We had just finished dinner at a favorite restaurant we’d go to occasionally on the north-side of Nairobi. When we left, we entered the long line of traffic. Street vendors began weaving their way through the cars offering their typical assortment of key chains, steering wheel covers, pirated DVDs, magazines and catalogues, peanuts, and the occasional vendor offering small amounts of cell-phone air time.
They were usually followed by the beggars–some who were dressed in rags, others who may have been blind being led by a friend or family member, and others with missing limbs. Then came the children. While in most of the city the beggars were adults, up here there were always kids.
A beautiful little girl who was about six or eight years old knocked on our window. We were warned not to give to child beggars because many of them are forced to beg by adults who are sometimes in criminal networks. “Mista, I’m hung-rree,” she said with a rolled r in her accent of English. We gave her a full bag of change…
When she went away, my first thought was, that pretty little girl is going to grow up to be a prostitute. My heart ached. I wanted to weep for her, and concentrated hard to keep the tears from flowing as we made our way back to our house that night.
It’s not an unusual scenario for a girl conscripted to beg as a child to then be forced into prostitution as she grows into an adult. Sometimes the criminal networks that control these children, have a hold on them their whole lives. It’s a life of enslavement. It’s not fair.
While we know local people from the countries where we’ve lived and visited who live just the same as us, we also see people struggling, and we know some of them, too. Often their struggles are so different than what we were confronted with at home:
- The woman who’s daughter died of AIDS, who now cares for her grandchildren and doesn’t know from month to month if she’ll be able to afford their school fees.
- The man who lives in a corrugated metal shack in an urban slum, and walks with a limp after being beaten by a mob who mistakenly thought he was to blame for a community crime.
- The fathers who we give our old clothes to who moved from a country known for war and violence to the country where we live now hoping for a better life for their children.
- The people who pick through our trash looking to see if we’ve left something they can eat, something that can be recycled or something that can be fixed and sold.
- Some of our colleagues and others we’ve met who because they were followers of Jesus spent time in prison, were beaten, were tortured, and witnessed friends and family murdered because of their beliefs.
- The people who fled from their homes to get away from people who wanted to eradicate their communities and now live in crowded refugee camps.

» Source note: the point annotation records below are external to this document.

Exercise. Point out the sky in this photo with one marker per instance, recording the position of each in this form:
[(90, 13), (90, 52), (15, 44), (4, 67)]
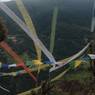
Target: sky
[(5, 0)]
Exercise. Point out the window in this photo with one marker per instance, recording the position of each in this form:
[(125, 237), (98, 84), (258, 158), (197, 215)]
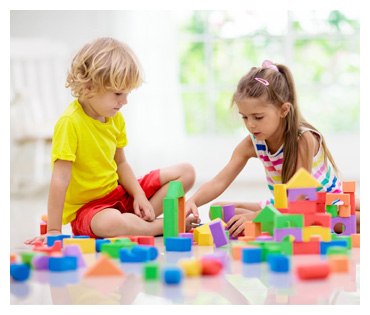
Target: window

Sometimes I wonder what my life would have been like if I had been born somewhere else. I wonder how it is that I’ve been able to live such an easy life, comparably, to how many others live.

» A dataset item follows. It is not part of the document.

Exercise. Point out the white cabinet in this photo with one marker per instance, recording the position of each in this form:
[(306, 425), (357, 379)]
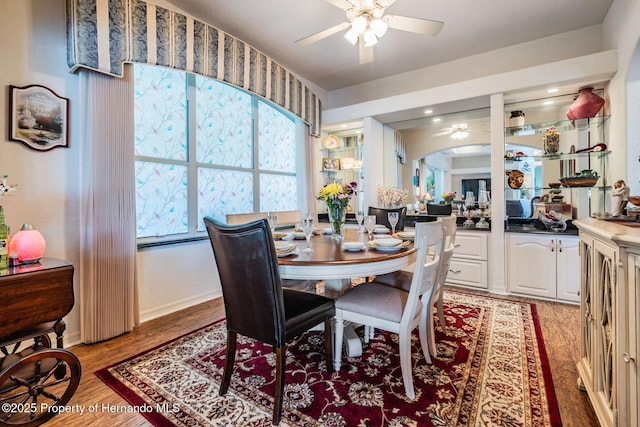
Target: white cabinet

Sometimes I wonder what if…
- I had to live in a metal shack in an urban slum
- I had to go to jail for my faith
- I struggled to buy clothes or find food to eat
Life’s problems are not doled out in equal measure.
Life isn’t fair.
Sometimes problems arise out events we can’t control like natural disasters. Sometimes they happen because of our own actions or poor choices. But, sometimes it’s the results of other people’s wrong behaviors. And, if you look at major world difficulties you can see patterns of systemic societal, even global sins, for which a portion of the population, even a majority, are subject to the negative outcomes.
God’s Word tells us that this world is fallen (Psalm 14:1-3, Ecclesiastes 7:20; Jeremiah17:9) and broken and that human beings are by their very nature inclined towards evil (Romans 3:23; Galatians 5:19-21). All of these inequities that we see are a result of our personal and corporate sins.

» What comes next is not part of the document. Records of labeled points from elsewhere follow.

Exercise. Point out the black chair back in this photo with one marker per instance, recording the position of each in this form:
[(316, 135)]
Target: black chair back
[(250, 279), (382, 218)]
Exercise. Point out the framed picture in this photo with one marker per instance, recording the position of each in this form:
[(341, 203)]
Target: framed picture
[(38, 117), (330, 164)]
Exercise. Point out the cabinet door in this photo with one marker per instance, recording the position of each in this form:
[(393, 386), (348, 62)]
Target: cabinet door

But, God can make us new (2 Corinthian 5:17). He can change our communities. He can change our societies. Someday he’ll make a new earth that will be perfect (Revelations 21; Isaiah 65:17-25).
Until then, God promises to give us the grace to persever through life’s troubles (John 16:33; 1 Corinthians 1:3-7).
We’ve witnessed examples of God’s grace in action.
- Individuals of various economic levels who offer the resources they have to help others.
- Churches and organizations running programs to help those who are struggling with immediate needs and offering training to communities to help them overcome long-term problems.
- Attitudes of thankfulness that transcend circumstances.
The hope that they have, gives me confidence to know that if God can sustain them, he can also sustain me no matter what difficulties I may face.